19. Mai, 2024

Märkte

Dax und MDax: Gemischte Signale an der Börse

Dax und MDax: Gemischte Signale an der Börse

Der Dax fand am Donnerstag nicht den Schwung, um seine Bestmarke weiter auszubauen. Der deutsche Leitindex näherte sich zwar zunächst seinem kürzlichen Rekordniveau von circa 18.893 Punkten, doch es mangelte den Anlegern an etwas Mut für einen erneuten Anstieg. Verluste bei den einflussreichen Siemens-Aktien zogen den Dax letztendlich nach unten. Zum Mittag hin registrierte der Index einen Rückgang von 0,27 Prozent auf 18.818,25 Zähler.

Währenddessen erlebte der MDax eine Fortführung seiner Erholung und markierte das höchste Niveau seit September 2023 mit einem Zuwachs von 0,53 Prozent auf 27.596,12 Punkte. Trotz der jüngsten Aufholjagd bleibt der Index mittelgroßer Unternehmen im Jahresvergleich hinter dem Dax zurück. Der europäische Leitindex EuroStoxx 50 verzeichnete indes ein Minus von 0,4 Prozent.

Nachdem US-Aktienmärkte am Vortag Rekorde infolge moderaterer US-Inflationszahlen erreichten, flammten Spekulationen um eine baldigere Zinswende in den USA auf.
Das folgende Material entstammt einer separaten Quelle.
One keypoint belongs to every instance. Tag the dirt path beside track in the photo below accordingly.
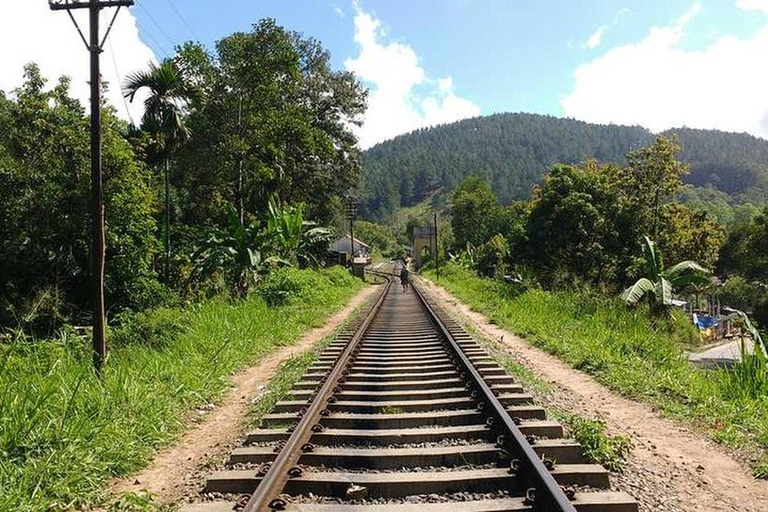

Fed-Chef Jerome Powell hatte jedoch erst kürzlich gegenläufige Signale gesetzt. Kapitalmarktstratege Jürgen Molnar von RoboMarkets kommentierte dies als Rückkehr der Zinssenkungshoffnung, die den Börsen weiteren Auftrieb gebe.

Dennoch könnte der letzte Abschnitt bis zur Dax-'Schallmauer' von 19.000 Punkten anspruchsvoll werden, insbesondere durch eine gedämpfte Zukunftserwartung bei Siemens. Deren Quartalsbericht ließ deren Aktien um 5,1 Prozent fallen, was als enttäuschend empfunden wurde. Auch die Deutsche Telekom, die ebenfalls Quartalszahlen vorlegte, konnte nicht vollends überzeugen, was zu einem Kursverlust von 0,8 Prozent führte.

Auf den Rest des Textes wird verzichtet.